As the author explains on the main page:
This is a study in stateful media with an emphasis on narration-based agency. To avoid breaking a reader’s suspension of disbelief, this work eschews story-based agency.
What’s this mean for you? An interactive fiction experience that is more “literary” and less “game” made by combining quintessential elements of parser-based, choice-based, chat-based, and templated-based works under a new theory of agency in stateful media.
In other words, this is an experiment, intended to explore a new style of interactive fiction. Rather than giving the player any influence over the story (which risks “breaking a reader’s suspension of disbelief”), they’re allowed to choose which word is used for certain descriptions—changing the way the story is described to the audience.
It’s an interesting idea, and indeed the same basic story told from different perspectives could give an entirely different result.
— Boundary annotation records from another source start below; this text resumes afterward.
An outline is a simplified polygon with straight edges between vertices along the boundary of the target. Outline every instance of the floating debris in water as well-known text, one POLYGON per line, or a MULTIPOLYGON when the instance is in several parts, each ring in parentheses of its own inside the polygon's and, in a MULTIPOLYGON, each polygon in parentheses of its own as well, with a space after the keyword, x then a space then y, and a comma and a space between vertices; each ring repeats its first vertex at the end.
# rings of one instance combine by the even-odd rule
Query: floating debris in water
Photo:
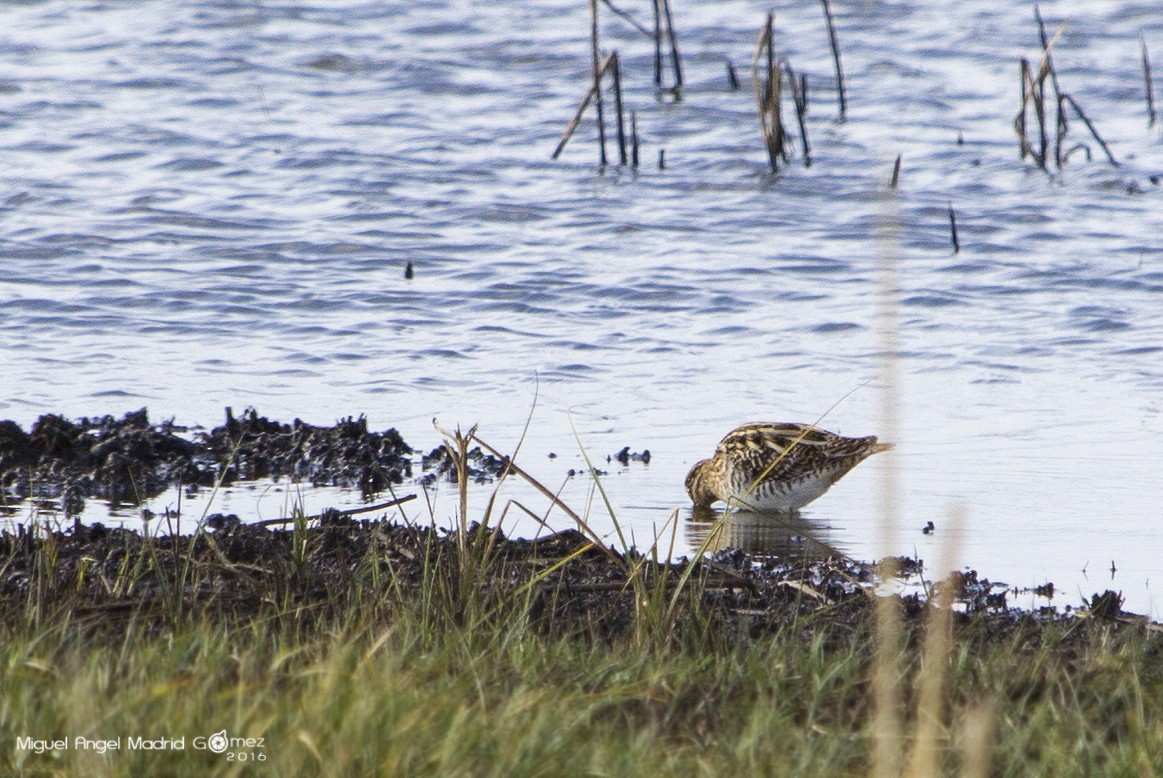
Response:
POLYGON ((630 452, 630 447, 625 445, 622 450, 615 454, 613 457, 606 457, 606 462, 612 462, 616 459, 623 466, 629 465, 632 462, 641 462, 644 465, 650 464, 650 449, 643 449, 641 454, 630 452))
But after that grand, artistic description, I couldn’t help feeling disappointed by the work itself.
As best I can tell, it’s a short story published by Charles Henkle in 1916. One noun has been deleted from this story, and the player is encouraged to fill in the blank. The following paragraph changes depending if a positive or negative word is used.
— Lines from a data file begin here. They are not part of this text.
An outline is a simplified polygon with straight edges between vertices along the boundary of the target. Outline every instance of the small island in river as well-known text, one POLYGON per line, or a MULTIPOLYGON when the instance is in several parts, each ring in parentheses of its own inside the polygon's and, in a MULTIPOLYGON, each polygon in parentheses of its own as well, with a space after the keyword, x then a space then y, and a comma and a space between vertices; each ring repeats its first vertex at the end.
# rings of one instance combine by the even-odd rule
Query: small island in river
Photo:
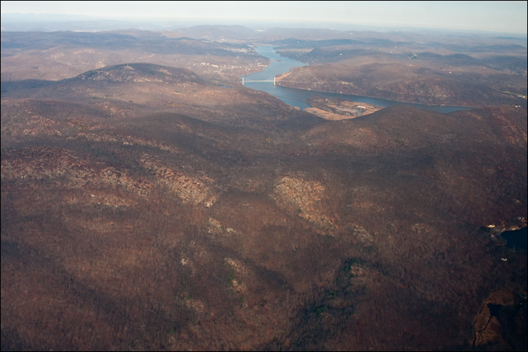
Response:
POLYGON ((305 111, 323 119, 334 121, 354 119, 383 109, 371 104, 339 98, 310 97, 306 102, 312 107, 307 107, 305 111))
The problem is, this one noun—and the following paragraph—doesn’t really have much impact on the narrative. It shows us what one character thinks of another character for a brief moment, and that’s it. It was a good, well-written short story, but it certainly didn’t seem like I had much agency over the narrative at all. My personal thoughts on the character aren’t any different than if I had just read this short story in a paper-and-ink anthology, and the narration’s viewpoint on him isn’t really either: would the experience have been much different if the author had just omitted that character’s thoughts completely, letting the reader fill in the blanks in their mind?
While I liked Henkle’s writing, and I’m glad to see people pushing the bounds of the medium and testing new types of “agency”, the interactive parts of this work just didn’t really work for me. To put it bluntly, it just didn’t feel different from reading a non-interactive short story, any more than a “click to turn the page” prompt would change the fundamental experience of a book. I do look forward to seeing further experiments in this vein, and what “narrative agency” will look like once the concept has been further developed.
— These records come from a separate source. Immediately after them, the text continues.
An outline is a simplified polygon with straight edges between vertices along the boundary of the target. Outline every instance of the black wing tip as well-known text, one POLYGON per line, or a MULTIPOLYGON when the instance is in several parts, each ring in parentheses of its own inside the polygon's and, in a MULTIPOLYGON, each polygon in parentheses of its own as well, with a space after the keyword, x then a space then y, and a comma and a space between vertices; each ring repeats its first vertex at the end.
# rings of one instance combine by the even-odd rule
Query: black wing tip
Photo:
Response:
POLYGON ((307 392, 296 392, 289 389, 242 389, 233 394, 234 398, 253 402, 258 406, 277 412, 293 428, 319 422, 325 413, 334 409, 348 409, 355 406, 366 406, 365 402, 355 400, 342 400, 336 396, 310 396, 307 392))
I would also like to invite comparison with Something Blue, a game from the same ECTOCOMP that gives the player a similar degree of agency. It's told through a series of letters, and all you can do in the game is edit certain passages, changing the tone of what you're conveying. Yet it ends up feeling significantly more satisfying than Restitution did. Is it because of the story-based agency in the ending? Or simply because the interactive and non-interactive parts mesh together seamlessly, and it gives the player so much more authority over the story's tone?